L’indispensable effet réseau
Et c’est tant mieux, car pour profiter à plein de la dynamique enclenchée, il faut que le maillage circonstancié offert par les coronapistes se transforme en véritable effet réseau. Et pour qu’effet réseau il y ait, il faut un pilotage global, une compréhension de la nature holistique de l’ensemble. Une suppression intempestive de piste dans un département ou une commune et c’est tout le maillage qui saute.
On peut le dire autrement : le potentiel est énorme. Alors que la part modale du vélo dans les déplacements franciliens était de 1,9 % en 2018, la DRIEA estimait, dans son hypothèse la plus pessimiste, qu’elle pourrait passer à 11 %. Mais pour cela, une condition au moins selon elle : « Pour qu’un déplacement motorisé soit transférable vers le vélo, il faut que l’ensemble des déplacements de la boucle sur laquelle il est situé le soit. » Autrement dit, un véritable maillage, un véritable réseau.
L’attente est donc grande en ce qui concerne le RER V voulu par le Collectif vélo Île-de-France : 650 km, 9 lignes, reprenant 45 % des aménagements existants.

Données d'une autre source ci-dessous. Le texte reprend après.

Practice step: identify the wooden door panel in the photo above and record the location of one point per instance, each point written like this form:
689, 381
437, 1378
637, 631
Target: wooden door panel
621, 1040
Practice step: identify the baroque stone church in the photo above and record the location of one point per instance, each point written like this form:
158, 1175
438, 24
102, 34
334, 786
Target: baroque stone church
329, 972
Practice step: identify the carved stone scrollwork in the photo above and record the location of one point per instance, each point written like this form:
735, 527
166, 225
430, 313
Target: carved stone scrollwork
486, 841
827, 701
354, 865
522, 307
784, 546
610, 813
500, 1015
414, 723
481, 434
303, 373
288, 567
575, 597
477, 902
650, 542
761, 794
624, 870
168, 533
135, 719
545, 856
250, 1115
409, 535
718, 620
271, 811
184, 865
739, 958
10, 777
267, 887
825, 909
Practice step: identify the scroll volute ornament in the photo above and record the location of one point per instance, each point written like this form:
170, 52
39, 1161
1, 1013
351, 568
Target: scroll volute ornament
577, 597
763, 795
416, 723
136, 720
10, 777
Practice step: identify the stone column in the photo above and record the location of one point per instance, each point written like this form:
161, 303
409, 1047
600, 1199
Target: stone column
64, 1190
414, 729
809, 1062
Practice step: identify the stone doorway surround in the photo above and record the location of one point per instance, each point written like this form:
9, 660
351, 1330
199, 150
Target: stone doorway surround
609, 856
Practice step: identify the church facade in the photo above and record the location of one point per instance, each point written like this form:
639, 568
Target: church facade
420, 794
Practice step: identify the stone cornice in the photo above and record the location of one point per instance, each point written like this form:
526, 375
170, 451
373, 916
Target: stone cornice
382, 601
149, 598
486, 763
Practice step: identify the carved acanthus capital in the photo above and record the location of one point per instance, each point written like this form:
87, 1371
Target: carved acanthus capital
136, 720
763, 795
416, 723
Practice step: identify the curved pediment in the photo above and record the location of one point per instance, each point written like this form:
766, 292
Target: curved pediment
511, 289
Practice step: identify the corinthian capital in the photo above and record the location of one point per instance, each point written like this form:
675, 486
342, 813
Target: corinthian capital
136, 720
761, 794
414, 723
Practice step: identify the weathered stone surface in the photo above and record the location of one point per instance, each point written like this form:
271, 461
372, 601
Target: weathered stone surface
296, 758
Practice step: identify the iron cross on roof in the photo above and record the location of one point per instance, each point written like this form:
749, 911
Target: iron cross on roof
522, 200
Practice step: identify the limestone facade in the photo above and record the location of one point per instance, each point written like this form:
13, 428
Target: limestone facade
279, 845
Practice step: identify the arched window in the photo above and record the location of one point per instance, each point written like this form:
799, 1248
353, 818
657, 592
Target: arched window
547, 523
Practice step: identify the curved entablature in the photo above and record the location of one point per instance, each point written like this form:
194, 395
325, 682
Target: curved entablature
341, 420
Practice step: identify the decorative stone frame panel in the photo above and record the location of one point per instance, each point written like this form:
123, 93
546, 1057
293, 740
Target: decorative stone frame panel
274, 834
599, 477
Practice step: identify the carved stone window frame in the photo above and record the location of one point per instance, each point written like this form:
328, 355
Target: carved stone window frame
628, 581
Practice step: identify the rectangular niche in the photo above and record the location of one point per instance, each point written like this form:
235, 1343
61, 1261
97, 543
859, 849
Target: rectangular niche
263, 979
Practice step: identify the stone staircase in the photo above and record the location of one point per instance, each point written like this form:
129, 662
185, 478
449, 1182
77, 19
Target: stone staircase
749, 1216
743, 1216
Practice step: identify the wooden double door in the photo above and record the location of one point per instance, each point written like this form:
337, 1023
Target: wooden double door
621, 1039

L’affaire semble entendue puisque la DRIEA elle-même se base sur les perspectives du RER V pour imaginer la suite : pérennisation des pistes provisoires lorsqu’elles préfigurent le RER V ; maintien de pistes provisoires sur des itinéraires clés en attendant une définition précise du tracé du RER V ; accélération de la réalisation de « branches » du RER V ; création de nouvelles pistes cyclables provisoires (qui permettent de tester des solutions pour mieux définir le futur RER V).